The painting was in the retrospective. The one where Kitty sits on a couch, orange nasturtiums against a low-cut dress. She was about twenty-seven when she sat for the portrait. Tissot had painted her wearing makeup, and the critics at the time, when the painting was shown for the first time, assailed the use of cosmetics. What respectable woman wears eyeliner and rouge, they scoffed? One of them even asked, Where is the grace, the character, the excellence of the work with which modern life is to be redeemed if it is to pass into Art?
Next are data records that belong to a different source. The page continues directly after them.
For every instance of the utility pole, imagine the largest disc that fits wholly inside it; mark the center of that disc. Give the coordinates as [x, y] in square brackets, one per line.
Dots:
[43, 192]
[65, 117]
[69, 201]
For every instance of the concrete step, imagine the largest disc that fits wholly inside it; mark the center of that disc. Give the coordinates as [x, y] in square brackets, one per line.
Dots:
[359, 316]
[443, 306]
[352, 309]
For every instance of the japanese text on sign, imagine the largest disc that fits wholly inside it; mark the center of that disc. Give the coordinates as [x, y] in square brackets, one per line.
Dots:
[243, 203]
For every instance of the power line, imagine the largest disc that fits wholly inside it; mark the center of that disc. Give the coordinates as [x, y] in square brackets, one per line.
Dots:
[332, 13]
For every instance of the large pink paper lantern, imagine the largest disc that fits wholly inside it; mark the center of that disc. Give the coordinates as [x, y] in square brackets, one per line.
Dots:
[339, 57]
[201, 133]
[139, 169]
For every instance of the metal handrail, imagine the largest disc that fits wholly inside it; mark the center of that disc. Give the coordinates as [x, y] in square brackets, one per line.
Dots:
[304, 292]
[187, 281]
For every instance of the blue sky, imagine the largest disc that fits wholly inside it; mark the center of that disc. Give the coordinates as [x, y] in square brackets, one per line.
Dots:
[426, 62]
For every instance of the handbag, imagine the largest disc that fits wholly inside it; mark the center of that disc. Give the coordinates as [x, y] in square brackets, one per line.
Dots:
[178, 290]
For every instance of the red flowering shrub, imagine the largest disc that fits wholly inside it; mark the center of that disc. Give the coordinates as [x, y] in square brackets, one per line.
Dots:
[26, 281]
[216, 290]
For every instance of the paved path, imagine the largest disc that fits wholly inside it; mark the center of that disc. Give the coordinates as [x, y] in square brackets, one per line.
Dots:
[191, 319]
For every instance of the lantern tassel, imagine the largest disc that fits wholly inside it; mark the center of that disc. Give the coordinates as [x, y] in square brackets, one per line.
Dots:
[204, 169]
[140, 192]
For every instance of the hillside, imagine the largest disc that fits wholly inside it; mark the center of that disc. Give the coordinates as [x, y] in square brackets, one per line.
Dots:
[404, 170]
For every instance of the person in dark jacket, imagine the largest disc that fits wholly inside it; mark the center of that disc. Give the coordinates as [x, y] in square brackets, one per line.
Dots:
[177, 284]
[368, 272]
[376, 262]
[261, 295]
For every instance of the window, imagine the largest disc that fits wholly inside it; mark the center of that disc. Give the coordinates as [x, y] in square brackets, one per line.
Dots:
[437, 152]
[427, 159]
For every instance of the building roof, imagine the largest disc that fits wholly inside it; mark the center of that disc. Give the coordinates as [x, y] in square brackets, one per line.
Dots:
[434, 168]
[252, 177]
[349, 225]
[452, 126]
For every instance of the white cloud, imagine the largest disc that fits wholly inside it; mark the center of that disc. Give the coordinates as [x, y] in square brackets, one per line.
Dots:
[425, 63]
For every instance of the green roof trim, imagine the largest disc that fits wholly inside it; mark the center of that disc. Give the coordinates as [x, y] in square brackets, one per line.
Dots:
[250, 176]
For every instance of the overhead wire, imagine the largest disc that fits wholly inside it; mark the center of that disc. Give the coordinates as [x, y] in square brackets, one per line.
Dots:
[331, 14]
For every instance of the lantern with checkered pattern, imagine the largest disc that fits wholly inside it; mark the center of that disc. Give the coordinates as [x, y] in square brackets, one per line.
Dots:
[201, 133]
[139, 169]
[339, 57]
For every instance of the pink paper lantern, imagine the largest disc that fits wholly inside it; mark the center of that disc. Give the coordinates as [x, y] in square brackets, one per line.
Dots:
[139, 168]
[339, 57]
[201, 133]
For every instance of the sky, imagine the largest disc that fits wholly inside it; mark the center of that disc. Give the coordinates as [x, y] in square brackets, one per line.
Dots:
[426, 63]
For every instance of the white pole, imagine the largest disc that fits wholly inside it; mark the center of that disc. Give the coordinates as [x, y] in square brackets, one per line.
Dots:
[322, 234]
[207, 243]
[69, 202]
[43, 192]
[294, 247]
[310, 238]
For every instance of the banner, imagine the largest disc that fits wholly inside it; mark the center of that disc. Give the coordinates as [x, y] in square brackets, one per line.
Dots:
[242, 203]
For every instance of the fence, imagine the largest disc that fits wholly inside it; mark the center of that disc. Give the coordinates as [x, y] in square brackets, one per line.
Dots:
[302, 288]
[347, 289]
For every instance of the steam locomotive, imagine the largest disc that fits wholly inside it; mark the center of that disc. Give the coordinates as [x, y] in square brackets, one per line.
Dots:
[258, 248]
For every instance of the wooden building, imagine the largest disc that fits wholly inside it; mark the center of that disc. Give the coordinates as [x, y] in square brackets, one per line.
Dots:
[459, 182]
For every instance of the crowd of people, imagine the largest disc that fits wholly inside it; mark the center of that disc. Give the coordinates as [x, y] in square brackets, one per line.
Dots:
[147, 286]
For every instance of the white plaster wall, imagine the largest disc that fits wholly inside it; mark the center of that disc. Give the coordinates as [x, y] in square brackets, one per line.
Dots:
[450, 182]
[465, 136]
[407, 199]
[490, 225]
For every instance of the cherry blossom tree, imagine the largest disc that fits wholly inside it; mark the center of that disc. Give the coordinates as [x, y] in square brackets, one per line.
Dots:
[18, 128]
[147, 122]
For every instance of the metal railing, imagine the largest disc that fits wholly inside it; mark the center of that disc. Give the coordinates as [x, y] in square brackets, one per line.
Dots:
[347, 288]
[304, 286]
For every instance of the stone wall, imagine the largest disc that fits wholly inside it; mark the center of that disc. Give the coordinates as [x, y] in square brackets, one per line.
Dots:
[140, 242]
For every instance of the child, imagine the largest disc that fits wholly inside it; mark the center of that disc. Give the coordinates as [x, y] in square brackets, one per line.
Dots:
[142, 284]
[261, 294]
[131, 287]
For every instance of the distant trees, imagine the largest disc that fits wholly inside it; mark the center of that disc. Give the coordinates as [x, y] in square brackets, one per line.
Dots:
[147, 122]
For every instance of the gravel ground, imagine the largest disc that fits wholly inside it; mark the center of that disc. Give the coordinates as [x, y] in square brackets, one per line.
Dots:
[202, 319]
Melancholy raged inwardly at the memory. Meaningless drivel. Critics! Only academics, and his jaws clenched at the word, could compare in their stupidity and uselessness. He remembered how the curator of the retrospective had explained the use of cosmetics by referencing Baudelaire’s opinion that makeup “adds to the face of a beautiful woman the mysterious passion of the priestess.”
How could they be so stupid, he wondered. Didn’t they know? Kitty was dying of tuberculosis! Her lover wanted do one more painting, to remember her, and she wanted to look good. So before she sat for her final portrait, Kitty blued her eyelids, put rouge on her cheeks, and drew a bright red candy stripe across her lips, defiant and beautiful in the face of her imminent death.